Kain Cual, Tenun Khas Bangka
Cual adalah kain tenun khas Bangka yang berarti “celupan benang pada proses awal”. Karya budaya yang sudah ditetapkan sebagai Warisan Budaya Tak Benda (WBTB) Indonesia pada tahun 2015 ini, merupakan keterampilan para perempuan (Yang) Bangsawan Mentok keturunan Ence Wan Abdul Hayat yang berasal dari Kerajaan Siantan-Johor, yang bermukim di Muntok – Bangka, setelah Zamnah (cucu Ence Wan Abdul Hayat bergelar Mas Ayu Ratu) dipersunting oleh Sultan Mahmud Badarruddin I Jayawikrama (1721-1756) dari Kesultanan Palembang.
Warna dan corak Cual tidak semata berlandaskan faktor keindahan saja, namun mengemban nilai-nilai filosofi yang mengandung ajaran moral orang Melayu Bangka Belitung dan merupakan salah satu bentuk kearifan lokal. Kain Cual pada awalnya dikenal dengan nama Limar Muntok dan hanya dikenakan di kalangan kaum bangsawan Muntok, dan digunakan pada hari-hari besar Islam dan upacara adat, serta untuk pakaian pengantin, pembungkus bayi saat aqiqah, penutup hantaran, penutup mayit, hingga sebagai mahar yang langsung menggambarkan status sosial (pangkat dan kedudukan) seseorang.
Kain Cual merupakan perpaduan teknik ikat (limar) dan teknik sungkit yang agak berbeda dengan jenis songket yang berkembang di daerah Palembang/Sumatera lainnya. Apabila kain songket pada umumnya badan kain didominasi oleh teknik sungkit sehingga dipenuhi oleh corak dari benang emas, khusus Kain Cual, corak badan justru didominasi oleh benang-benang pakan atau benang lungsi (berbahan sutera atau kapas) yang dicelup dulu sebelumnya untuk kemudian ditenun dengan teknik ikat. Bagian kepala kain dan bagian tepi baru ‘dikandang’ dengan beragam corak yang ditenun dengan teknik sungkit dari benang emas. Sebab itu pada motif Limar Muntok/Cual ditemukan motif corak dan ruang kosong.
Corak Cual merupakan perpaduan corak klasik yang diwariskan secara turun temurun dan corak baru yang menggambarkan keterbukaan masyarakat dan interaksi dengan alam sekitarnya. Didominasi warna merah serendit/merah buah rukam, selain warna ungu, hijau, kuning, biru, ragam corak Cual terinspirasi dari flora, fauna, benda angkasa, dan bentuk simetris lainnya, antara lain: kembang kenanga, kembang sepatu, pucuk rebung, tampuk manggis, kembang setangkai, kembang rukem, kembang china, kembang seroja, kembang kecubung, kembang gajah, kembang teratai, sumping, bebek setaman, garuda, naga bertarung, merak, ayam, ubur-ubur, ombak, butiran beras, bintang, gajah mada, talam, dan lainya.

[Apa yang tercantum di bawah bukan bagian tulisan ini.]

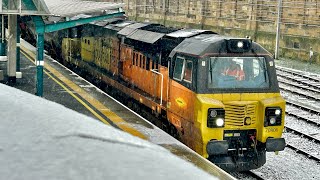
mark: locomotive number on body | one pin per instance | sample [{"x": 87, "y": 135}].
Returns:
[{"x": 268, "y": 130}]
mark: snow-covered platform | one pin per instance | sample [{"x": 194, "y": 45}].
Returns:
[{"x": 41, "y": 139}]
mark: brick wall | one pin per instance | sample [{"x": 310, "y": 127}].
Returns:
[{"x": 300, "y": 20}]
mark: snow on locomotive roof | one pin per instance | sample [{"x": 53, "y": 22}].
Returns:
[
  {"x": 145, "y": 36},
  {"x": 65, "y": 8},
  {"x": 41, "y": 139},
  {"x": 131, "y": 28},
  {"x": 187, "y": 33}
]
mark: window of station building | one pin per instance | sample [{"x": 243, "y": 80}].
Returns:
[
  {"x": 188, "y": 71},
  {"x": 296, "y": 45},
  {"x": 178, "y": 68},
  {"x": 147, "y": 63},
  {"x": 141, "y": 60},
  {"x": 134, "y": 58}
]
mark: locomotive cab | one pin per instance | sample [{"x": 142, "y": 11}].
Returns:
[{"x": 237, "y": 104}]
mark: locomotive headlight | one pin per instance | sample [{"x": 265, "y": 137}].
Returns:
[
  {"x": 277, "y": 112},
  {"x": 240, "y": 44},
  {"x": 220, "y": 122},
  {"x": 272, "y": 116},
  {"x": 272, "y": 120},
  {"x": 215, "y": 118},
  {"x": 213, "y": 113}
]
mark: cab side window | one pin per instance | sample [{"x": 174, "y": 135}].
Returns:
[
  {"x": 188, "y": 71},
  {"x": 178, "y": 69}
]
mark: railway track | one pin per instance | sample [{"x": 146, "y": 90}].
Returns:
[
  {"x": 248, "y": 175},
  {"x": 298, "y": 84}
]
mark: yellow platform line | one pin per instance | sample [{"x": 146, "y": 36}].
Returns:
[{"x": 99, "y": 106}]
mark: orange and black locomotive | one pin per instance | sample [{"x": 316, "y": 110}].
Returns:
[{"x": 219, "y": 94}]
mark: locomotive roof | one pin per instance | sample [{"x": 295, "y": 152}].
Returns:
[
  {"x": 188, "y": 33},
  {"x": 145, "y": 36},
  {"x": 131, "y": 28},
  {"x": 209, "y": 43}
]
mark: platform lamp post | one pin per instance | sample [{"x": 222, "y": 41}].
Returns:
[
  {"x": 40, "y": 28},
  {"x": 3, "y": 38},
  {"x": 278, "y": 29},
  {"x": 18, "y": 47}
]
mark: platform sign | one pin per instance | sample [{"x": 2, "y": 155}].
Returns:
[{"x": 22, "y": 7}]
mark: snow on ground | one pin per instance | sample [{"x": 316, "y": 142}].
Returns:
[{"x": 40, "y": 139}]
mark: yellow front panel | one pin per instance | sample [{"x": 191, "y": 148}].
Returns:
[{"x": 237, "y": 107}]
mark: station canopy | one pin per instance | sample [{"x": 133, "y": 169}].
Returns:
[{"x": 60, "y": 8}]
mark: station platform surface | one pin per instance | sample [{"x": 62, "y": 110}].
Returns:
[{"x": 67, "y": 88}]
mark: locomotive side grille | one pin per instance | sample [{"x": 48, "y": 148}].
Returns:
[{"x": 235, "y": 114}]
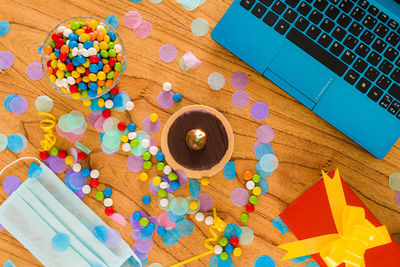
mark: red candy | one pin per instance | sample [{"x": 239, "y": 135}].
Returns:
[{"x": 234, "y": 241}]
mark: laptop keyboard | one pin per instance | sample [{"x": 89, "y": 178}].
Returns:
[{"x": 354, "y": 39}]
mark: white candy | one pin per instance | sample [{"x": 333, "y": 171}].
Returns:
[
  {"x": 167, "y": 169},
  {"x": 71, "y": 80},
  {"x": 250, "y": 185},
  {"x": 132, "y": 135},
  {"x": 77, "y": 167},
  {"x": 108, "y": 202},
  {"x": 218, "y": 249},
  {"x": 92, "y": 51},
  {"x": 67, "y": 32},
  {"x": 126, "y": 147},
  {"x": 145, "y": 143},
  {"x": 109, "y": 103},
  {"x": 209, "y": 220},
  {"x": 199, "y": 216},
  {"x": 129, "y": 105},
  {"x": 167, "y": 86},
  {"x": 94, "y": 174},
  {"x": 117, "y": 48},
  {"x": 153, "y": 150},
  {"x": 86, "y": 189}
]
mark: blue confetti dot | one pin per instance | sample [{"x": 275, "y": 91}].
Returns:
[
  {"x": 60, "y": 242},
  {"x": 113, "y": 21},
  {"x": 4, "y": 28},
  {"x": 280, "y": 225},
  {"x": 229, "y": 170},
  {"x": 194, "y": 187},
  {"x": 264, "y": 261}
]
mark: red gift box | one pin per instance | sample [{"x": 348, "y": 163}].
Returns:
[{"x": 310, "y": 216}]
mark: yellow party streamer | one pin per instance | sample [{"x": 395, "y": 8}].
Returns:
[
  {"x": 218, "y": 225},
  {"x": 47, "y": 126},
  {"x": 355, "y": 233}
]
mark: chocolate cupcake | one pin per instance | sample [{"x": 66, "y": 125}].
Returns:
[{"x": 198, "y": 140}]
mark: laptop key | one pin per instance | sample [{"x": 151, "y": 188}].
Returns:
[
  {"x": 270, "y": 18},
  {"x": 360, "y": 65},
  {"x": 302, "y": 23},
  {"x": 282, "y": 27},
  {"x": 325, "y": 40},
  {"x": 375, "y": 93},
  {"x": 363, "y": 85},
  {"x": 383, "y": 82},
  {"x": 279, "y": 7},
  {"x": 259, "y": 10},
  {"x": 247, "y": 4},
  {"x": 351, "y": 77},
  {"x": 317, "y": 52}
]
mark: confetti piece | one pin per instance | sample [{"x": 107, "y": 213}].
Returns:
[
  {"x": 206, "y": 202},
  {"x": 60, "y": 242},
  {"x": 151, "y": 127},
  {"x": 200, "y": 27},
  {"x": 113, "y": 21},
  {"x": 239, "y": 80},
  {"x": 165, "y": 99},
  {"x": 167, "y": 53},
  {"x": 394, "y": 181},
  {"x": 240, "y": 99},
  {"x": 143, "y": 30},
  {"x": 135, "y": 163},
  {"x": 280, "y": 225},
  {"x": 229, "y": 170},
  {"x": 265, "y": 134},
  {"x": 132, "y": 19},
  {"x": 6, "y": 60},
  {"x": 259, "y": 111},
  {"x": 239, "y": 196},
  {"x": 4, "y": 28},
  {"x": 34, "y": 71},
  {"x": 216, "y": 81},
  {"x": 10, "y": 184}
]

Seiring perkembangan zaman, dikarenakan keindahan corak dan warna kain, serta tingginya status sang pemakai, Cual mulai dikenakan para pejabat dan orang-orang biasa yang kaya raya. Karena banyaknya permintaan dari luar kalangan bangsawan, keterampilan menenun yang berpusat di Kampung Petenun – Muntok yang merupakan tradisi para kaum perempuan dan bagian proses pendewasaan anak dara dari kalangan bangsawan Muntok - mulai diajarkan di kalangan rakyat biasa karena tingginya permintaan.
Sejak itu, Limar Muntok/Cual termasuk salah satu produk tenun khas orang Melayu yang ikut meramaikan perdagangan tenun antar pulau seperti ke Palembang, Pontianak, Belitung, Singapura, dan tanah Melayu lainnya hingga abad 19, dan mulai surut ketika perang melanda daratan Eropa, yang menyebabkan bahan baku berupa benang emas dan benang sutera yang diimpor dari India dan Cina hilang dari pasaran. Kondisi ini berlanjut hingga perang dunia II.
Setelah hampir satu abad karya budaya lokal ini sempat ‘menghilang’ dari masyarakat Bangka, pada tahun 1990-an Pemerintah Daerah mulai menyadari kekayaan budaya yang nyaris punah ini, dan memulai upaya revitalisasi. Saat ini, motif cual yang diaplikasikan dalam bentuk batik dapat ditemui dengan mudah di Bangka Belitung. Pengrajin tenun cual dapat ditemui di Kampung Petenun Kota Muntok Kabupaten Bangka Barat dan di Selindung Kota Pangkalpinang. Terdapat pula Museum Kain Cual di Kota Pangkalpinang.